For long video / YouTube transcription, see [`venice-video`](../venice-video/SKILL.md)'s `/video/transcriptions` (takes a public video URL directly).

## Minimal request

```bash
curl https://api.venice.ai/api/v1/audio/transcriptions \
  -H "Authorization: Bearer $VENICE_API_KEY" \
  -F "file=@./meeting.m4a" \
  -F "model=nvidia/parakeet-tdt-0.6b-v3" \
  -F "response_format=json" \
  -F "timestamps=false"
```

```json
{ "text": "Alright everyone, let's kick off the meeting..." }
```

With `timestamps=true`, `json` format also returns segment/word timings (schema is model-specific).

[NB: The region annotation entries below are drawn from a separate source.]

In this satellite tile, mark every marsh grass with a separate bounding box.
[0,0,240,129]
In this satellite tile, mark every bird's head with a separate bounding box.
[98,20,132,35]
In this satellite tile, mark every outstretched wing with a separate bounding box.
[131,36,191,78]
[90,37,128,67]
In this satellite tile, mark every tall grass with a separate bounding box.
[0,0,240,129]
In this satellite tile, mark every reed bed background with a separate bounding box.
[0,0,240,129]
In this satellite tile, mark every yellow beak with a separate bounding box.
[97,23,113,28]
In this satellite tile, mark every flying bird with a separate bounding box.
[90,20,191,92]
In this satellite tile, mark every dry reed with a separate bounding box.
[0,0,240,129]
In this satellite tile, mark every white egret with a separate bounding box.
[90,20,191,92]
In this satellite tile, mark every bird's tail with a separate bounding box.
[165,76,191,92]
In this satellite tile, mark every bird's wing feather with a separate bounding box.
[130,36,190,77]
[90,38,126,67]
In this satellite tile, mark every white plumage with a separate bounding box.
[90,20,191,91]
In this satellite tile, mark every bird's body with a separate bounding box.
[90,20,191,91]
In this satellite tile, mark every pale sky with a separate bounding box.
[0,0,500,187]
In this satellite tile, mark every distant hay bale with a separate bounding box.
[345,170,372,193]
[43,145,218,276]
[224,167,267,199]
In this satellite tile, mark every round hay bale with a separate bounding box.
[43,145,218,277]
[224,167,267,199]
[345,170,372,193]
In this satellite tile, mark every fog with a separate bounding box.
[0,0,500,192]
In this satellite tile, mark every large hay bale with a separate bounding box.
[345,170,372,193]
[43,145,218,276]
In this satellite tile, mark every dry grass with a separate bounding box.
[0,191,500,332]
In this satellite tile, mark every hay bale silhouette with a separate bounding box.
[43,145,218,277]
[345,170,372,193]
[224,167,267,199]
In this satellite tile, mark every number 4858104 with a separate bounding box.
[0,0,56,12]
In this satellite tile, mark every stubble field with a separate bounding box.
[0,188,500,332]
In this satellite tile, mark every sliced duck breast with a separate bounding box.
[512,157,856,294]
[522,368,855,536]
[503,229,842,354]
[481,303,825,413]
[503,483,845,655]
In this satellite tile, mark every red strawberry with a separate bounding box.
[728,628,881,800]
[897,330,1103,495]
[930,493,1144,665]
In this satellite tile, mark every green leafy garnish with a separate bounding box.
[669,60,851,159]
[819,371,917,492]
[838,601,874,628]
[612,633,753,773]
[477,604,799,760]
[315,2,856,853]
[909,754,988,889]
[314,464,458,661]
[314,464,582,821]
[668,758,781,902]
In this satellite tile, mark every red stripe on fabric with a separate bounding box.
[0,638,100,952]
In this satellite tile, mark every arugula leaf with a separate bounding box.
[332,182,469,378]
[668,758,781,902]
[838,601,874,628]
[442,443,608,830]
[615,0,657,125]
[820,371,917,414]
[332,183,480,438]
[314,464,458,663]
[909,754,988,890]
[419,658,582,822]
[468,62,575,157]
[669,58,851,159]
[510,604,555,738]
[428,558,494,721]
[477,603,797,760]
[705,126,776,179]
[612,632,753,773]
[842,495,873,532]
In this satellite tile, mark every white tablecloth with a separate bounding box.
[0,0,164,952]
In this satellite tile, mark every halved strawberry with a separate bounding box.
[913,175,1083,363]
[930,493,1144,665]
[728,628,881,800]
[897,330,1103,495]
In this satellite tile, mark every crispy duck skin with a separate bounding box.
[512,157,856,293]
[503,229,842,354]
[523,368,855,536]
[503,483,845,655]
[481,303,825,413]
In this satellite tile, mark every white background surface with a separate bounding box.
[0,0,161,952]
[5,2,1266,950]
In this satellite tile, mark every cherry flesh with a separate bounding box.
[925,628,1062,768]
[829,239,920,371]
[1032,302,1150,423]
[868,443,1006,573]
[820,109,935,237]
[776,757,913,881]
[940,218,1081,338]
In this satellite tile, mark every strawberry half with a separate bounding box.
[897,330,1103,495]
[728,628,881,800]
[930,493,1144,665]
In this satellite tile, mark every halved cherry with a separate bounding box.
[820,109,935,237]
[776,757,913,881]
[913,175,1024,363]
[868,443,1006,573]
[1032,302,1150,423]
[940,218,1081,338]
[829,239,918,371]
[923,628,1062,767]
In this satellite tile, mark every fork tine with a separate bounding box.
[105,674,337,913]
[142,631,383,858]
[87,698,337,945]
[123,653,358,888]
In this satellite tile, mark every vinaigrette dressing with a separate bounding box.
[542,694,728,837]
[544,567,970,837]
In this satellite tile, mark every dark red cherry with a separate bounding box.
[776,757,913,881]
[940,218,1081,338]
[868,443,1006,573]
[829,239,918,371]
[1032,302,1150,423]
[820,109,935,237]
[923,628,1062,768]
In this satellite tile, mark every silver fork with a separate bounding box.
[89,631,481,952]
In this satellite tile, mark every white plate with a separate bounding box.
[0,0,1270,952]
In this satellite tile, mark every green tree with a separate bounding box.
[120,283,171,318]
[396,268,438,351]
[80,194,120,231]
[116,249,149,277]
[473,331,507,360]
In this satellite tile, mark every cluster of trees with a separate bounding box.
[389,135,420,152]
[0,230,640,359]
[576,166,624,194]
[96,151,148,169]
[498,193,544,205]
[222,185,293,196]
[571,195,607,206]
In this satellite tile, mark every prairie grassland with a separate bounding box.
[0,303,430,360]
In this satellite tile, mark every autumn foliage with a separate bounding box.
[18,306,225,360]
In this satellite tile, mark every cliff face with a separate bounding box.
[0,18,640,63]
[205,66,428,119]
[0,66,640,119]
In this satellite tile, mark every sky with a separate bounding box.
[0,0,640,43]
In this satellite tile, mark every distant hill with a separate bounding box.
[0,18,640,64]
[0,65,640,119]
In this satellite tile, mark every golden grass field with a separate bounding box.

## Request (`multipart/form-data`)

| Field | Type | Default | Notes |
|---|---|---|---|
| `file` | binary | — | **Required.** Audio file. Supported: `wav`, `wave`, `flac`, `m4a`, `aac`, `mp4`, `mp3`, `ogg`, `webm`. Base64 is **not** accepted — upload as a real file. |
| `model` | enum | `nvidia/parakeet-tdt-0.6b-v3` | See models below. |
| `response_format` | `json` / `text` | `json` | `text` returns `text/plain` body. |
| `timestamps` | bool | `false` | Include segment/word timestamps (JSON only). |
| `language` | string | — | ISO 639-1 hint (e.g. `en`, `ja`). Only Whisper-family models honor it; others auto-detect. |

## Models

| Model ID | Notes |
|---|---|
| `nvidia/parakeet-tdt-0.6b-v3` | Default. Fast, English-first, great for real-time-ish flows. |
| `openai/whisper-large-v3` | Large multilingual, honors `language` hint. |
| `fal-ai/wizper` | Whisper variant, competitive on quality/latency tradeoff. |
| `elevenlabs/scribe-v2` | ElevenLabs Scribe, strong on noisy audio. |
| `stt-xai-v1` | xAI Speech-to-Text. |

`GET /models?type=asr` returns the current catalog. ASR pricing is `pricing.per_audio_second.usd` — cost scales with audio duration.

## OpenAI SDK

```ts
import OpenAI from 'openai'
import fs from 'node:fs'

const client = new OpenAI({
  apiKey: process.env.VENICE_API_KEY,
  baseURL: 'https://api.venice.ai/api/v1',
})

const out = await client.audio.transcriptions.create({
  file: fs.createReadStream('meeting.m4a'),
  model: 'openai/whisper-large-v3',
  response_format: 'json',
  language: 'en',
  // @ts-expect-error — Venice-specific extra, passes through multipart
  timestamps: true,
})

console.log(out.text)
```

## Batch / long files

Venice doesn't expose native chunking. For files > ~30 min, split client-side on silence with `ffmpeg` or `pydub`, transcribe each chunk, then concatenate with offset timestamps.

```bash
ffmpeg -i long.mp3 -f segment -segment_time 600 -c copy chunk_%03d.mp3
```

## Errors

| Code | Meaning |
|---|---|
| `400` | Bad params, unsupported audio format, empty file, or **file larger than 25 MB** (this endpoint returns `400` with `"Maximum size is 25MB"`, not `413`). |
| `401` | Auth / Pro-only. |
| `402` | Insufficient balance. |
| `415` | Wrong `Content-Type` — must be `multipart/form-data`. |
| `422` | Validation / upstream ASR error (e.g. zero-length audio, upstream provider 422). Not a "content policy" code on this path. |
| `429` | Rate limited. |
| `500` / `503` | Transient; retry with jitter. |

## Gotchas

- `file` must be uploaded as a real multipart file part. JSON + base64 is **not** supported here.
- Timestamps are only surfaced in the JSON response shapes (`json`, `verbose_json`, `srt`, `vtt`). With `response_format: text` the handler returns a plain `text/plain` body containing just the transcript — you'll lose any timestamp data, so pick `verbose_json` / `srt` / `vtt` when you need timings.
- `language` is Whisper-specific. Parakeet / Scribe ignore it and auto-detect.
- Peak concurrency limits apply — on `429`, back off; big batches should throttle to ~5 parallel requests.
- Content-policy rejection on the transcript is returned as `422` with an error string; it does not surface `suggested_prompt` on this path.